Como o assunto da semana é o corpo na arte moderna e contemporânea, aqui vai uma reflexão do livro O corpo impossível, de Eliane Robert Moraes.

No livro, a autora defende que o corpo foi muito explorado a partir da arte moderna pelo desejo de também o destruir. Mas a destruição nunca era completa, sempre identificamos as partes dos corpos, como nesta obra de Salvador Dalí de 1942.

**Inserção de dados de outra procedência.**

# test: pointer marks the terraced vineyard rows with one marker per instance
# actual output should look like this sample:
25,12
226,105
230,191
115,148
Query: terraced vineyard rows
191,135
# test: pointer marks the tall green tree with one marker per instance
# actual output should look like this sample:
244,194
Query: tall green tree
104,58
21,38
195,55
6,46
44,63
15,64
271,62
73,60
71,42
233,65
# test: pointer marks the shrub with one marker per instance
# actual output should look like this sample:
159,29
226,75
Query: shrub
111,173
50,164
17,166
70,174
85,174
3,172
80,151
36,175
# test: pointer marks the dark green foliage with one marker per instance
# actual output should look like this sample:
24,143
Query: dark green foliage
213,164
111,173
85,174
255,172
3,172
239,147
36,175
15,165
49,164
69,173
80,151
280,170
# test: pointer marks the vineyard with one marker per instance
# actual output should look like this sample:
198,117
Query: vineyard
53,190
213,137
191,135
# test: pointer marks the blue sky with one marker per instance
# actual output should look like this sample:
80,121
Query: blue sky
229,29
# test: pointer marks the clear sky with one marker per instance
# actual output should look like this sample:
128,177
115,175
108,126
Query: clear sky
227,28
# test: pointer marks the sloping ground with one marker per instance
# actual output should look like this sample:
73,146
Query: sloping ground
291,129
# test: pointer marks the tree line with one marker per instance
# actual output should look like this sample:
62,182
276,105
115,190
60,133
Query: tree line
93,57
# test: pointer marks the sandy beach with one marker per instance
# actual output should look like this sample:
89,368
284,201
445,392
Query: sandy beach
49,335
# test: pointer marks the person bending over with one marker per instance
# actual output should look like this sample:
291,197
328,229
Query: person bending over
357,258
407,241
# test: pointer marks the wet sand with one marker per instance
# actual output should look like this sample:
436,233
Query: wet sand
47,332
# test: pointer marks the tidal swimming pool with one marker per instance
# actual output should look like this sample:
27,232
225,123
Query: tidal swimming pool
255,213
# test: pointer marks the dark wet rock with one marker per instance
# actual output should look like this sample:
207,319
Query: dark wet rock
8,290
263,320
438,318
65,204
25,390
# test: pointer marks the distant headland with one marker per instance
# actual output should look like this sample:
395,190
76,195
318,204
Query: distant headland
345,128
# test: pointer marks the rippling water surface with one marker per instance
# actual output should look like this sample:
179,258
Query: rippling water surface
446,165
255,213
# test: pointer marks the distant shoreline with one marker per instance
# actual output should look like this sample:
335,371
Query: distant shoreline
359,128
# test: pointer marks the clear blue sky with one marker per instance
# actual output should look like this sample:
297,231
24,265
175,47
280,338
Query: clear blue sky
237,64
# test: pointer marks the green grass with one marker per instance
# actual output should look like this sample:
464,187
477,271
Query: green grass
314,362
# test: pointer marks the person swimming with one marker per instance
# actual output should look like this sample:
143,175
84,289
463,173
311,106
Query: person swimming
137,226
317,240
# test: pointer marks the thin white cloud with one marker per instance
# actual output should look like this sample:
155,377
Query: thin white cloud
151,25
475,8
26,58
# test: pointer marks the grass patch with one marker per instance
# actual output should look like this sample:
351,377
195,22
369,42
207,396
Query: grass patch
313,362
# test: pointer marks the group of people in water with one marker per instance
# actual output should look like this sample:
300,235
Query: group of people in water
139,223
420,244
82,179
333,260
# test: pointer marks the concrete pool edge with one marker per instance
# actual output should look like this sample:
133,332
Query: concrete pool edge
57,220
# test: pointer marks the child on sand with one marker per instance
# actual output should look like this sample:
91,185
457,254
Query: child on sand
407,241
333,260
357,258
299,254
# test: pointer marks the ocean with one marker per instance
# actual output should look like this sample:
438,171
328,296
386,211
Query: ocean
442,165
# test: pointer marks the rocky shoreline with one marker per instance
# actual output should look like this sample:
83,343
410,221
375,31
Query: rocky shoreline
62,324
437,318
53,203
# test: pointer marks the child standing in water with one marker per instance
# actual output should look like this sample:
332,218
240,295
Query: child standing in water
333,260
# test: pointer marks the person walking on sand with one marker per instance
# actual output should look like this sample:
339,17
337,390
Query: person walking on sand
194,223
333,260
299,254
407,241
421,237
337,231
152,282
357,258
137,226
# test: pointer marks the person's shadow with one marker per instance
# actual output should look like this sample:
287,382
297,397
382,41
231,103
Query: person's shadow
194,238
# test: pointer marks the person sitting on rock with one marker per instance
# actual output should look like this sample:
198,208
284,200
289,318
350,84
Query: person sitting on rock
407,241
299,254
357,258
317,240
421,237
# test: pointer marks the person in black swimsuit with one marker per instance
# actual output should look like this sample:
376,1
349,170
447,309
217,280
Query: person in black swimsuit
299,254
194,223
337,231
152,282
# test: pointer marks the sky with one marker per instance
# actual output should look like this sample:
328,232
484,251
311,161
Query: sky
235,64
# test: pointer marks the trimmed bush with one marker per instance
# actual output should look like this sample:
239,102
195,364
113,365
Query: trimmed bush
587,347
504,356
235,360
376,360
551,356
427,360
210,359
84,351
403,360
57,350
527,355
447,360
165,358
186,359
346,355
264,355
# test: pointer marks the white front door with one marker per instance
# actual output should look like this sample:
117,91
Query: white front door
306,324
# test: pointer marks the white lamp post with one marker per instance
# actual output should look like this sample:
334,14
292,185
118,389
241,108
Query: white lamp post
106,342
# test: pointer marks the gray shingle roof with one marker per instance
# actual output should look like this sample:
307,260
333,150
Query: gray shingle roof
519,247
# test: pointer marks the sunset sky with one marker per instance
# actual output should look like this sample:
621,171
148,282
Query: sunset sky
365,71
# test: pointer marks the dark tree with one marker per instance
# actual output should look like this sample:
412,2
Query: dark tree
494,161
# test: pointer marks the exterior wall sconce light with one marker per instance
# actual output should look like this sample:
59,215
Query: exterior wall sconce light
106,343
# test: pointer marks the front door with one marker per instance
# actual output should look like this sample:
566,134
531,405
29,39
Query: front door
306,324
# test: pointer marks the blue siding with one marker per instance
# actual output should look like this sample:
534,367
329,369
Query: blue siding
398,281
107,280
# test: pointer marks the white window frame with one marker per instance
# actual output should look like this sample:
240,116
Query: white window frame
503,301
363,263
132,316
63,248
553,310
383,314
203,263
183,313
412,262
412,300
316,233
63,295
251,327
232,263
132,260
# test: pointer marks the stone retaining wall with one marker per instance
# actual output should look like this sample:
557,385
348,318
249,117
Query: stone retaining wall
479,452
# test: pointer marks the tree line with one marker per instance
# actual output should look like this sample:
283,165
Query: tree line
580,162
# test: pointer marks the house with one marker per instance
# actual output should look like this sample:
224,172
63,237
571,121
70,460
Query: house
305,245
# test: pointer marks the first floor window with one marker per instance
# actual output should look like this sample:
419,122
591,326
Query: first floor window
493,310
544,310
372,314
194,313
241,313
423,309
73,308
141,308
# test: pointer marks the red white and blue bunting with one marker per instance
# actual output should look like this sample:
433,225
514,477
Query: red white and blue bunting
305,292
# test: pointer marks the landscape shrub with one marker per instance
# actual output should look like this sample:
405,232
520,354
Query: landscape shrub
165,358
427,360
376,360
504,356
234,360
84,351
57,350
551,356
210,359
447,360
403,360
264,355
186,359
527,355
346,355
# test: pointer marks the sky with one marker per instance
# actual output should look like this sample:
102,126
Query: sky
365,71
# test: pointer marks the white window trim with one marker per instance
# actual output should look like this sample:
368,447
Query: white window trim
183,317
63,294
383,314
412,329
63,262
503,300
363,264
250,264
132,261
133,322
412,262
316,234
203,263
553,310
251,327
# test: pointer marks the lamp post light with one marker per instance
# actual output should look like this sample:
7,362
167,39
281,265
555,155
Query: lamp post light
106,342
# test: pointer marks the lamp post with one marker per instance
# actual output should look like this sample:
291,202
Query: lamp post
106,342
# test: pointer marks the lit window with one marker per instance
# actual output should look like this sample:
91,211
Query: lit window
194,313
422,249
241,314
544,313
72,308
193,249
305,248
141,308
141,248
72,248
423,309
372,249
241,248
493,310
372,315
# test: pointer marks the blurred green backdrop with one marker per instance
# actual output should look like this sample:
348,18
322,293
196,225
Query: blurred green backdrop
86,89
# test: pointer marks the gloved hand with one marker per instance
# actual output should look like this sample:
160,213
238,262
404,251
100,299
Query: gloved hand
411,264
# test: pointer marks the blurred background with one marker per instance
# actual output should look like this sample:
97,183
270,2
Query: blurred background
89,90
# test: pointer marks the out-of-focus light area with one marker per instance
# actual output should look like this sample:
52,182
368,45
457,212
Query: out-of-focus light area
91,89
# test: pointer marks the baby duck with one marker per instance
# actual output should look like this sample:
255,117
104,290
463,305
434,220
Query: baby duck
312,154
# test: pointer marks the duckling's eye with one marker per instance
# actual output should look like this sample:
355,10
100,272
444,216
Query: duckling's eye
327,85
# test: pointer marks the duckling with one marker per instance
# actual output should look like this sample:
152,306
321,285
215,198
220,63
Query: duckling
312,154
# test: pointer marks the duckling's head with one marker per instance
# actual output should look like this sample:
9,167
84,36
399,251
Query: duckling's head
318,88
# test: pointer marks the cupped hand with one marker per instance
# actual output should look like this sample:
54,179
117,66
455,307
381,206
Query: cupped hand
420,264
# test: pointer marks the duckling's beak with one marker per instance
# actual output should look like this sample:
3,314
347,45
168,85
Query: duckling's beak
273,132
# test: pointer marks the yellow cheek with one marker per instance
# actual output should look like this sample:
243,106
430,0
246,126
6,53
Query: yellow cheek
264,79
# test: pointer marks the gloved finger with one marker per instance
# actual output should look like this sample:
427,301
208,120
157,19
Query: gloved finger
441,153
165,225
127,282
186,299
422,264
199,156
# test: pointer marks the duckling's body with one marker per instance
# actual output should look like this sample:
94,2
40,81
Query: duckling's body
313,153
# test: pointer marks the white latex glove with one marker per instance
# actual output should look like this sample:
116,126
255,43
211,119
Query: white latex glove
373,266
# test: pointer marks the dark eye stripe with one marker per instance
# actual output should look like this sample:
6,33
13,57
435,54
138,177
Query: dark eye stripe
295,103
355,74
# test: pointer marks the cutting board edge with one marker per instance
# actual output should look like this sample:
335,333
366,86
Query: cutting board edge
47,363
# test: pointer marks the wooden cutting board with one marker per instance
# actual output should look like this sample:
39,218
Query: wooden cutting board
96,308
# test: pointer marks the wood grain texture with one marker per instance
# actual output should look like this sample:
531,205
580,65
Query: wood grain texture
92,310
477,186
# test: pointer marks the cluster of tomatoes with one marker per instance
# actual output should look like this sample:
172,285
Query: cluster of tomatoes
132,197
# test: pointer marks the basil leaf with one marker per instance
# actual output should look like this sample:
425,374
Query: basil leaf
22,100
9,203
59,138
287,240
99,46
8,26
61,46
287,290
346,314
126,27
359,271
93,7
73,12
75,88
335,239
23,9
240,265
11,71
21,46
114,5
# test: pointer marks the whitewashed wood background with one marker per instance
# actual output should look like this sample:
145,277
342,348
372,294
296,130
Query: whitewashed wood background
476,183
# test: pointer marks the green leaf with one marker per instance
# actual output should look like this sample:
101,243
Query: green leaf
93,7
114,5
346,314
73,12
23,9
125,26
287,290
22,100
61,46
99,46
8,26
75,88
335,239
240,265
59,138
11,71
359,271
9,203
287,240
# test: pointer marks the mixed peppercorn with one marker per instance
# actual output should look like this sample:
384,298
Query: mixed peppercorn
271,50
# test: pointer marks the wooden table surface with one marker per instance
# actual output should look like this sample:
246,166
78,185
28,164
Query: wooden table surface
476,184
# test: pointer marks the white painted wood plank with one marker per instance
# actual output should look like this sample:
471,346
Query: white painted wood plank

O corpo na arte moderna e contemporânea são assuntos do meu curso Narrativas da Arte Contemporânea, lá eu abordo também sobre o pensamento de Eliane Robert Moraes, conheça agora o curso, CLIQUE AQUI!

O CORPO IMPOSSÍVEL

SINOPSE: A fragmentação da consciência, considerada um dos princípios fundadores do modernismo, desencadeou de forma correlata a ideia de fragmentação do corpo. No período entre o fim do século XIX e a Segunda Grande Guerra, diversos artistas e escritores se voltaram para a criação de imagens do corpo dilacerado, dispostos a subverter a tradição do antropomorfismo para inaugurar uma estética contemporânea aos dilemas de seu tempo.
Em O corpo impossível – escrito num estilo de notável clareza –, Eliane Robert Moraes recompõe o itinerário desse imaginário. Para tanto, promove uma análise da vertente do modernismo francês que vai de Lautréamont aos surrealistas, com particular atenção ao pensamento de Georges Bataille. Daí resulta uma fina interpretação do tema, cuja originalidade está justamente em colocar história e estética em diálogo.